Parou o tempo, parou o espaço e todo o seu conteúdo. Parou a interação, paralisada no medo. Não foi um medo qualquer, foi o medo muito palpável de morrer. Só não morro, porque me quedo inerte, ainda que em alerta, atrás da barreira protetora que ergo à minha volta, munida de vasto arsenal para revidar ataques imaginários, tal como o bravo Dom Quixote que brandia a espada para dar cabo do inimigo que insistia em fantasiar-se de moinho de vento só para judiar e ludibriá-lo.

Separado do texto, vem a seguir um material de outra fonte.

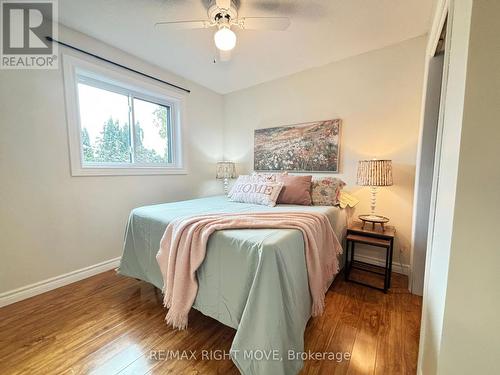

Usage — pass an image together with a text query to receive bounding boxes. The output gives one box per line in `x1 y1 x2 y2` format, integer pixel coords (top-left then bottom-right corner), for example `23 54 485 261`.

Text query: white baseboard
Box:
354 254 410 276
0 257 120 307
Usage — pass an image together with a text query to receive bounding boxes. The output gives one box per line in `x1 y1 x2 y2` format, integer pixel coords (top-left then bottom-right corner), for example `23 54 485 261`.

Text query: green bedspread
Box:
119 196 346 375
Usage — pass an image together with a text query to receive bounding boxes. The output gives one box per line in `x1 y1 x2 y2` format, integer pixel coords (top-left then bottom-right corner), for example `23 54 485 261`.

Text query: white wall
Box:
421 0 500 374
0 28 223 293
224 36 426 264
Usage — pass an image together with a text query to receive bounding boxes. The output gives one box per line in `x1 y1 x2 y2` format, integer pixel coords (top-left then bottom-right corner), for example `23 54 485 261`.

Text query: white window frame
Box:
63 54 188 176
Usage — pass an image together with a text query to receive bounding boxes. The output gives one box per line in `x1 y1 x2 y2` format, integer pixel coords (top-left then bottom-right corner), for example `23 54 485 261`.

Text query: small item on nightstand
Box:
215 161 236 195
358 215 389 231
357 160 392 230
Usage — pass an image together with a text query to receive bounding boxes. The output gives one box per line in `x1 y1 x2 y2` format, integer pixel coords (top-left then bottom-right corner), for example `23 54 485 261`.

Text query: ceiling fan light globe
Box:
214 27 236 51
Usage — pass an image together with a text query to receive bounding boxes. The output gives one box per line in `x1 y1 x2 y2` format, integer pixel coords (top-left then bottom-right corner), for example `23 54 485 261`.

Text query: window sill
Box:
71 167 188 177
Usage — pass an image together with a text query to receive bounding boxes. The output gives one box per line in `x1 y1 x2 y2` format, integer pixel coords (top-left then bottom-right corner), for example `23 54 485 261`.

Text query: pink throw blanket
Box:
156 212 342 329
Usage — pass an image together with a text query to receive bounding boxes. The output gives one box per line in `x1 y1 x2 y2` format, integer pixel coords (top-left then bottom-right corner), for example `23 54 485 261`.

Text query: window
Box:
65 56 186 176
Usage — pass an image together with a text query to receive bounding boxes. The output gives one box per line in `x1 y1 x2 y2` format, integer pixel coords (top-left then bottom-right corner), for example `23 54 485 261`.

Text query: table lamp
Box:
357 160 392 229
215 161 236 195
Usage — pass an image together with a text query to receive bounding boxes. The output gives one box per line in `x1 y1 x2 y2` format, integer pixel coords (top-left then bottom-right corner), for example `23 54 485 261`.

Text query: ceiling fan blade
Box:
215 0 231 9
219 50 231 62
239 17 290 31
155 20 210 30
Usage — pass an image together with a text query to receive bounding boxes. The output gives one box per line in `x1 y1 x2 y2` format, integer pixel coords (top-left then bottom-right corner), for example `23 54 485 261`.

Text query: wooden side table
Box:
345 222 396 293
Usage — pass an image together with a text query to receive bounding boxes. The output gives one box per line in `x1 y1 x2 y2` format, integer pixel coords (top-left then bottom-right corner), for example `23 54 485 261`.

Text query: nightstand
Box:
345 222 396 293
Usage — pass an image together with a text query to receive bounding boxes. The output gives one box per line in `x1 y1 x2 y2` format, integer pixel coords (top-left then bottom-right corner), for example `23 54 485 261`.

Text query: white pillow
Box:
228 175 283 207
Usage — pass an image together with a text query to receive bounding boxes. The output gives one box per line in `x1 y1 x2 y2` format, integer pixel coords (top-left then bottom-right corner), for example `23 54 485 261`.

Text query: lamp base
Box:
358 214 389 230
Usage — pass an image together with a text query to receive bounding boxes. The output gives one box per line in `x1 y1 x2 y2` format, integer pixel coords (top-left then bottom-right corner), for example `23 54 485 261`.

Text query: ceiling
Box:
59 0 435 94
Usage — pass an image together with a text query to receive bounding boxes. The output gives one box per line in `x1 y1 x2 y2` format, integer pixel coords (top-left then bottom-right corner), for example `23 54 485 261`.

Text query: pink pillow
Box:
276 175 312 206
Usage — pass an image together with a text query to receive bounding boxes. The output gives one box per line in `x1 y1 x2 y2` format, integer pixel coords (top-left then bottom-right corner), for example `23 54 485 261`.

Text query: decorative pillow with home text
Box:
228 175 283 207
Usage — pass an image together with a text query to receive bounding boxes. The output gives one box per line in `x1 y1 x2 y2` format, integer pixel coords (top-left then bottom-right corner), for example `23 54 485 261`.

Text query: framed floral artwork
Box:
254 119 341 173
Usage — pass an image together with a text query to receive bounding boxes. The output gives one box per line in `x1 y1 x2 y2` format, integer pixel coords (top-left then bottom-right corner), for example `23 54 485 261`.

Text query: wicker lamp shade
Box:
357 160 392 186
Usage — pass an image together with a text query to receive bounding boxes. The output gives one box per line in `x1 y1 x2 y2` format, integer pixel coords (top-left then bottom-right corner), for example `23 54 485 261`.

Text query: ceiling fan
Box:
155 0 290 61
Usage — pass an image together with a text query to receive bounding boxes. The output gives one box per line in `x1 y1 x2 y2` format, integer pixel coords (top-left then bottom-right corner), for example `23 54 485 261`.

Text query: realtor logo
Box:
0 0 58 69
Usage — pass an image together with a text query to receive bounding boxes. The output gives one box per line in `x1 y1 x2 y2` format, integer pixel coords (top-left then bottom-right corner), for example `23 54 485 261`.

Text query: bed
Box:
118 196 347 375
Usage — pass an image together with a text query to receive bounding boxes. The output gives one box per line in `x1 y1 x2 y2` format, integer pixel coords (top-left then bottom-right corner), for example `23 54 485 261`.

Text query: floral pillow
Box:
311 177 345 206
228 175 283 207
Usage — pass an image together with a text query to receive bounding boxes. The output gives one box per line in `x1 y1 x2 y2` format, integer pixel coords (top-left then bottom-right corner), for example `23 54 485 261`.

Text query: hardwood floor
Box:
0 271 421 375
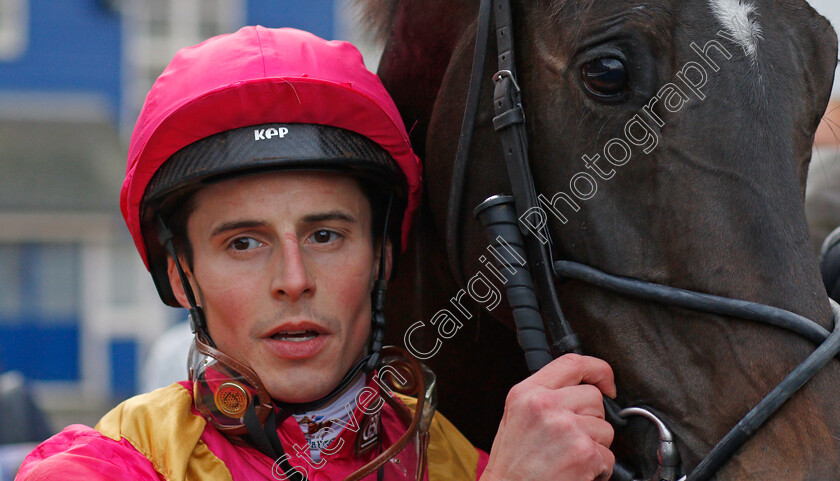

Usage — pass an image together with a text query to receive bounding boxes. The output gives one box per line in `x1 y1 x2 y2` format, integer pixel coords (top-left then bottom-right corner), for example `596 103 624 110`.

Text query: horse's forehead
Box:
709 0 761 62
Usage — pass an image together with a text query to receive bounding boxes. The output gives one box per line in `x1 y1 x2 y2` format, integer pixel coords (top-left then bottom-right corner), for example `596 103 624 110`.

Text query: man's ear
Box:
166 257 195 309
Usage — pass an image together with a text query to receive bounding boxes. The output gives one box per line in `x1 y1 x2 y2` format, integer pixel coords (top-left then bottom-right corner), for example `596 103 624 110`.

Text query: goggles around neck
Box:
189 330 437 481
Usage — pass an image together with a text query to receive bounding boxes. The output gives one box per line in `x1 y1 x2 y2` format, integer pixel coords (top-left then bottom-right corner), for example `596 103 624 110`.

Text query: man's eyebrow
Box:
210 220 268 237
301 210 357 224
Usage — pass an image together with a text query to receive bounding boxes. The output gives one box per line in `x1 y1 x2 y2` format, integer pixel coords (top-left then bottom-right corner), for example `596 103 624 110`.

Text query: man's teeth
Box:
271 330 318 342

E o seu fiel escudeiro, Sancho Pança, ainda que espantado, amparava-o na compaixão.
Houve um tempo, porém, – realidade paralela? – em que sabíamos que brincar nas poças de lama em meio a uma bela chuva misteriosamente nos fortalecia. Não era tão fácil resfriar-se ao pegar uma aragem, ainda que fosse normal gripar quando mudava a estação ou quando aflorava alguma emoção difícil de lidar. A ordem então era recolher-se, repousar para que o corpo pudesse eliminar o que não lhe servia mais, através das mucosas que se descongestionavam lentamente. Aprendíamos a lidar, mais, ou menos pacientes, com o desconforto, com algum sofrimento, de onde saíamos reequilibrados, as energias renovadas. Amadurecidos na aceitação da dor, imunizados.
Foi antes dos Atchim? Resprin!, soluções de gratificação imediata que nos roubaram a sabedoria da experiência do adoecer, aquela que faz a alma expandir-se e saber.
Os quadros descritos coexistem, ao lado de muitos outros, pois cada um de nós escolhe a realidade que deseja criar, ainda que tantos ainda não se deem conta desse seu poder, e o entreguem de bom grado a poderes que imaginam ter o poder de apoderar-se do seu destino, solucionando tão grave questão, essa possibilidade assustadora de perda e morte.
A morte é real nesta dimensão que nos parece tão real. Se com ela nos identificamos com exclusividade, o medo é inescapável. Nesse quadro, não sabemos de nós, seres infinitos que viemos passear nesta encarnação para aprender o que é a polarização; não nos damos conta que conseguimos até levá-la ao seu ápice. Atração e repulsão de campos eletromagnéticos, em constante reposicionamento, mentes em modo ataque e defesa. Cumprimos a nossa missão sem sequer conhecê-la porque perdemos a memória de que foi bem isso que viemos fazer aqui.
Se houver um só vislumbre desse elo perdido, da realidade dessa canção de pulsação e frequência dos sinais que estabelecem a conexão cósmica, podemos aquietar e olhar à nossa volta e escutar e acolher e perdoar e dar e receber perdão e compaixão, essa poção mágica que cura, tal como fazia o ingênuo Sancho Pança. Dissolve-se o medo visceral revertendo a qualidade do que secretamos no fluxo dos hormônios. Dopamina, serotonina, ocitocina, prazer, alegria e acolhimento, retornam ao seu rito original que é a criação da homeostase, que é o equilíbrio da saúde perfeita.